Dialog between various parties ensued (including PMP management), during which management made it clear that, from their perspective, the question of the status of the Plaintiffs in the PMP orchestra was settled, and that the grievance had been resolved with no impact on the Plaintiffs inclusion in the PMP First Call List.
The Defendant and his witnesses then gave testimony, making it clear that this had been the Defendant’s first experience working for PMP. He indicated that there were performance issues with the fourth musician mentioned above (not a Plaintiff), which precipitated a difficult time-sensitive rehearsal situation in which a replacement for said musician had to be found (and during which process the contractor for the PMP was not properly consulted in the hiring). Management testified that they then asked the Defendant to put his overall appraisal of the orchestra down on paper for them, which he agreed to do (establishing that the correspondence in question actually was solicited by management).
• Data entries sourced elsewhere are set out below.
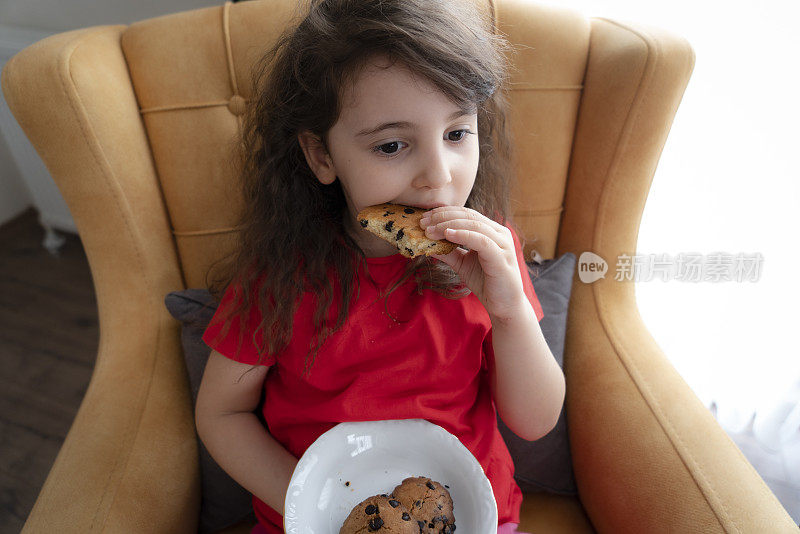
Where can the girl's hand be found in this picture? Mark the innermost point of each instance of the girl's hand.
(489, 268)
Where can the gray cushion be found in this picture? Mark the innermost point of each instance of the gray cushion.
(223, 501)
(546, 464)
(542, 465)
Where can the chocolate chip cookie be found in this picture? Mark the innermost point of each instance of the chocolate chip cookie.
(429, 502)
(399, 225)
(380, 513)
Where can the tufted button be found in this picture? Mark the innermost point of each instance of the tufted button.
(237, 104)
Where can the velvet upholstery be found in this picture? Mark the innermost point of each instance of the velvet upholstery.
(134, 123)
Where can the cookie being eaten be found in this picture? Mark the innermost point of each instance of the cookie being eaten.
(399, 225)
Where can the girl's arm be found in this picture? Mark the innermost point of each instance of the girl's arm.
(527, 384)
(233, 435)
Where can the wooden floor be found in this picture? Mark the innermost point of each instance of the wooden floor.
(48, 343)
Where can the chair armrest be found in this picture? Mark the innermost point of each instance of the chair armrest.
(647, 455)
(130, 459)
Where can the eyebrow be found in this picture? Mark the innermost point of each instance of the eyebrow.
(409, 125)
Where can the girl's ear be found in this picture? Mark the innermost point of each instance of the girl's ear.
(317, 157)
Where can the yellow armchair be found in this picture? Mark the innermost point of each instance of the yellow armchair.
(135, 124)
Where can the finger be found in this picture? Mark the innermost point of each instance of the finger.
(444, 213)
(437, 231)
(486, 247)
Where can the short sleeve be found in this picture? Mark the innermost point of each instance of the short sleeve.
(229, 344)
(527, 285)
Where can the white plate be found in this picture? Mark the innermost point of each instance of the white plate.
(374, 457)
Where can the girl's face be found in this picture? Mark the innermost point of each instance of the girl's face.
(398, 139)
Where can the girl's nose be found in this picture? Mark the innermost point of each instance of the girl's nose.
(435, 171)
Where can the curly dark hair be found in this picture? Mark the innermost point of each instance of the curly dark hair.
(292, 236)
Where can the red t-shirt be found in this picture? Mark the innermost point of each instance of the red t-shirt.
(371, 370)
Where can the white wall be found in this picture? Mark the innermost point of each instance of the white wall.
(32, 17)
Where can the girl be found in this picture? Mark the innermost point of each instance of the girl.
(365, 102)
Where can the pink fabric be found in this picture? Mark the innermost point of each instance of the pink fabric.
(505, 528)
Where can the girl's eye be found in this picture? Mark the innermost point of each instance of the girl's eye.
(390, 149)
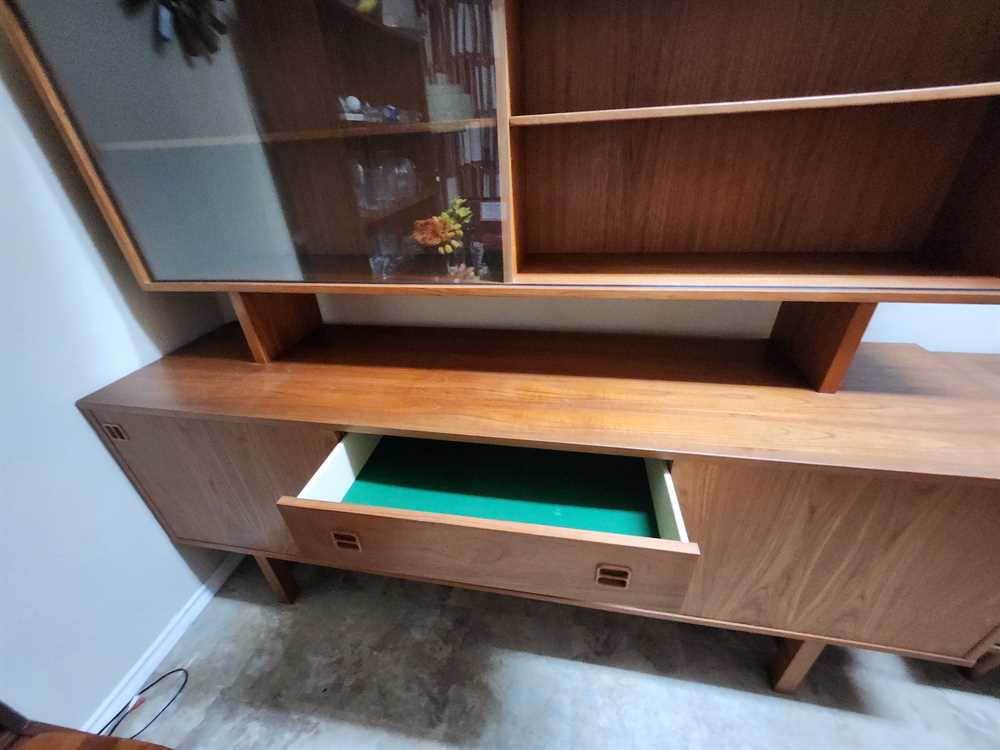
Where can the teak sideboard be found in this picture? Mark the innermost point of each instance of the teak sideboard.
(826, 155)
(869, 518)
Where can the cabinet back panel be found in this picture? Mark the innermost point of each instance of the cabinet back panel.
(967, 226)
(595, 54)
(865, 179)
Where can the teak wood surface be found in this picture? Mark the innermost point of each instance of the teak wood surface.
(593, 54)
(909, 562)
(232, 475)
(822, 338)
(900, 409)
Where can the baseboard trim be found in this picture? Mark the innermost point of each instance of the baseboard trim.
(143, 669)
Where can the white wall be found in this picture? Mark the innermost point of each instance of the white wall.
(974, 328)
(89, 578)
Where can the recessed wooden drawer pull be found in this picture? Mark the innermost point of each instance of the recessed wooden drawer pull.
(115, 432)
(346, 540)
(615, 576)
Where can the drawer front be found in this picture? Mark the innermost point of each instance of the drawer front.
(567, 563)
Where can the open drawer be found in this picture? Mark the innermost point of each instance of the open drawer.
(571, 525)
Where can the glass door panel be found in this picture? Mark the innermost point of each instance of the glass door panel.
(316, 140)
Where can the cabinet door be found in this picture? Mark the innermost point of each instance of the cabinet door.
(315, 143)
(909, 563)
(217, 481)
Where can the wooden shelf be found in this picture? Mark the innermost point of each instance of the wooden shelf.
(901, 408)
(865, 99)
(887, 272)
(360, 130)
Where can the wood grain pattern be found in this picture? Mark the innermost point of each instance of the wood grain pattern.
(780, 287)
(502, 554)
(273, 323)
(792, 662)
(967, 226)
(864, 99)
(987, 663)
(63, 121)
(278, 574)
(821, 338)
(900, 408)
(592, 54)
(899, 561)
(865, 179)
(218, 481)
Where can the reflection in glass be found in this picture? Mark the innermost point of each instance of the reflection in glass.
(320, 137)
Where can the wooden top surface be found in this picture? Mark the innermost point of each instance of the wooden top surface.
(901, 409)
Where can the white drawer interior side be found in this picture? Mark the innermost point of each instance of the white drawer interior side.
(669, 519)
(337, 473)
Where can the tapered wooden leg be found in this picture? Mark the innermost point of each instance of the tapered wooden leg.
(986, 664)
(792, 662)
(278, 574)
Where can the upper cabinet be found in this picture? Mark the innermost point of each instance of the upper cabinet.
(790, 149)
(321, 140)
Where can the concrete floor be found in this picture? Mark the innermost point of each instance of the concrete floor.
(362, 661)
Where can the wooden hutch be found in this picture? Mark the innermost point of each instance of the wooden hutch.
(825, 155)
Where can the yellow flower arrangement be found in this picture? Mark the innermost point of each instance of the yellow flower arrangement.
(446, 230)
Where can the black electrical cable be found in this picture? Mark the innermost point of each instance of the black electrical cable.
(119, 717)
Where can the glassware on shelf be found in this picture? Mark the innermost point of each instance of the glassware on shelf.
(384, 255)
(384, 182)
(477, 251)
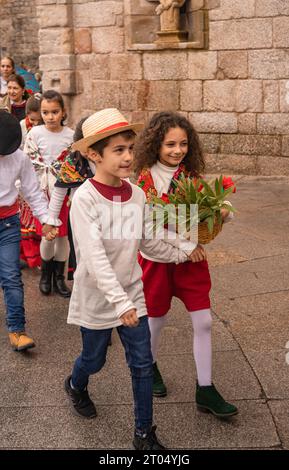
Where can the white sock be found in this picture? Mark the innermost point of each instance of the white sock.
(61, 249)
(156, 325)
(47, 249)
(202, 345)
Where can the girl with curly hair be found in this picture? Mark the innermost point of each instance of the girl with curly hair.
(168, 147)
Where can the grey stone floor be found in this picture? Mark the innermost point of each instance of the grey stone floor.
(250, 298)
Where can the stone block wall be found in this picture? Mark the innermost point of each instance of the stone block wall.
(236, 91)
(19, 31)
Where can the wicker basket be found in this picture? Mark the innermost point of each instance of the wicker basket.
(204, 236)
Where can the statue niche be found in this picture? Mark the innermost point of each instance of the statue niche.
(169, 11)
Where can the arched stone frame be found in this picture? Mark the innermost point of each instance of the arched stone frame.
(142, 25)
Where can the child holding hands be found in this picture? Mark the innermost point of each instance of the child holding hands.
(107, 226)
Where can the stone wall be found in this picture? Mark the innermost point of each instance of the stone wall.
(236, 92)
(19, 31)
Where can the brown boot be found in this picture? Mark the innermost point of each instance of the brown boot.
(20, 341)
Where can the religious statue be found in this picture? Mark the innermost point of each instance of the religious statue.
(169, 11)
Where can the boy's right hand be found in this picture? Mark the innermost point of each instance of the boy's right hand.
(198, 254)
(49, 231)
(130, 318)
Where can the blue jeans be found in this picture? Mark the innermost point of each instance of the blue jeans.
(137, 346)
(10, 274)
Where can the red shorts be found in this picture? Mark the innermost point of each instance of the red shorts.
(190, 282)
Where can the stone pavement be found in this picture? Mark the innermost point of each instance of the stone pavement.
(250, 299)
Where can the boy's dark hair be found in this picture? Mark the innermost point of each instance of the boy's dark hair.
(101, 144)
(52, 95)
(149, 142)
(18, 79)
(33, 104)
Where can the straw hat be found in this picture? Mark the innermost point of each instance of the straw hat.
(103, 124)
(10, 133)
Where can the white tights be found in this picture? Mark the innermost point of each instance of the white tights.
(57, 249)
(202, 344)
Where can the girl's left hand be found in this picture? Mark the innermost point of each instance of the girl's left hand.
(198, 254)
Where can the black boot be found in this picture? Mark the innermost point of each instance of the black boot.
(46, 276)
(59, 285)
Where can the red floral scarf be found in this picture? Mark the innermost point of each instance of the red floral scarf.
(146, 183)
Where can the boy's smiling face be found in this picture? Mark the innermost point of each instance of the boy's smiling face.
(116, 161)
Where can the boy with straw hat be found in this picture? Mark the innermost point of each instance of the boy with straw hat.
(107, 225)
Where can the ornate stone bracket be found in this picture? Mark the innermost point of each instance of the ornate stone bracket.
(146, 30)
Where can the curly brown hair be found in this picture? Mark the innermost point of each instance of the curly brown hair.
(149, 142)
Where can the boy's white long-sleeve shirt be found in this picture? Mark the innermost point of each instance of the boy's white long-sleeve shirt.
(17, 166)
(107, 281)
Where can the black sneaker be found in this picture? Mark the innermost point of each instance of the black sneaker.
(147, 441)
(82, 404)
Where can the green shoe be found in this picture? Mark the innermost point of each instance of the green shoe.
(209, 400)
(159, 388)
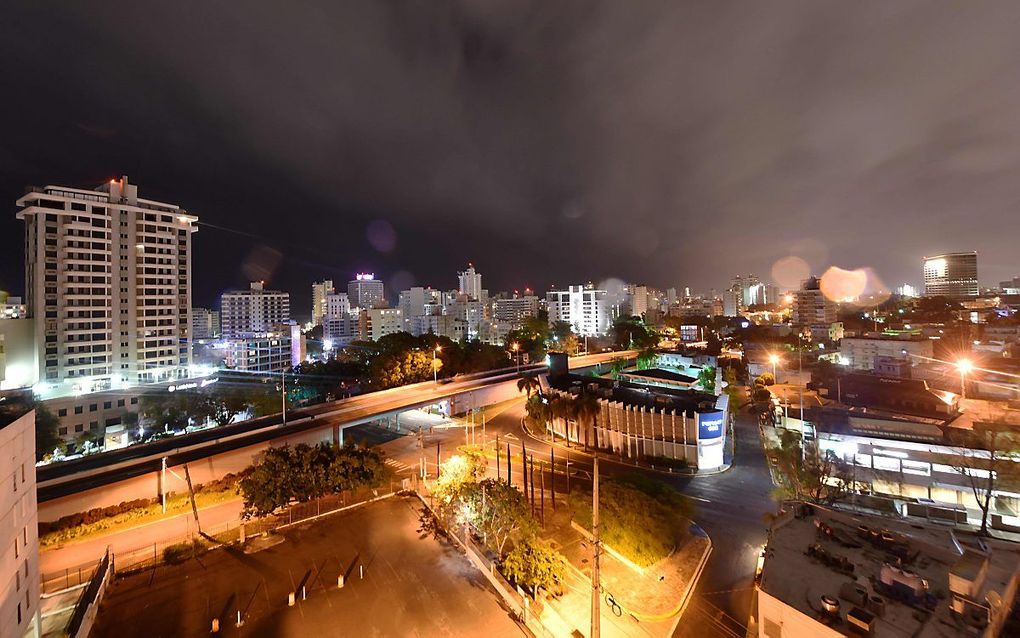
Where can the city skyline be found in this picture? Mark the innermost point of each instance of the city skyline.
(188, 132)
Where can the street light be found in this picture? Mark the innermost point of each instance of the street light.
(436, 372)
(774, 360)
(965, 366)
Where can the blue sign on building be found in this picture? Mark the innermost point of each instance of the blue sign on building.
(710, 425)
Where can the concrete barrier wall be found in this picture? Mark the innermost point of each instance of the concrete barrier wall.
(218, 465)
(147, 486)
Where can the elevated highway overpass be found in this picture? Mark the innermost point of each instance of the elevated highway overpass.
(138, 471)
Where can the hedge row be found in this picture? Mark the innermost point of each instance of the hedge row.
(96, 514)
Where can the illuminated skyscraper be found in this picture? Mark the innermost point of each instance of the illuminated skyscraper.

Further dialog among the parties ensued, during which management made it clear that, from their perspective, the question of the status of the Plaintiffs in the PMP orchestra was settled, and that the grievance had been resolved with no impact on the Plaintiffs inclusion in the PMP First Call List. The Plaintiffs made it clear that even though the assessment made in writing from the Defendant to management was private between those parties (and now resolved in terms of immediate employment consequences), they still felt that reputational damage or future reprisals might potentially result. They also felt that the Defendant could have declined to act on management’s request for the written appraisal of the orchestra.
After dismissing the parties, the Trial Board continued meeting to review the facts of the case. The Board concluded that the Defendant had rendered his opinion of the orchestra in his job capacity as conductor, not on a personal basis, and that his opinion was rendered in confidence between himself and management, not broadcast to a larger group of colleagues where reputational harm might result. Further, the Board concluded that the Defendant rendered his opinion in a professional capacity and in good faith, not with malicious or false intent.
A motion was made and seconded to find the Defendant not guilty of both charges; the vote of “not guilty” on both counts was unanimous.
Chair Blanc was assigned responsibility of creating a draft trial report that the other Board members would subsequently comment on prior to its completion. The overall meeting concluded at 4:30.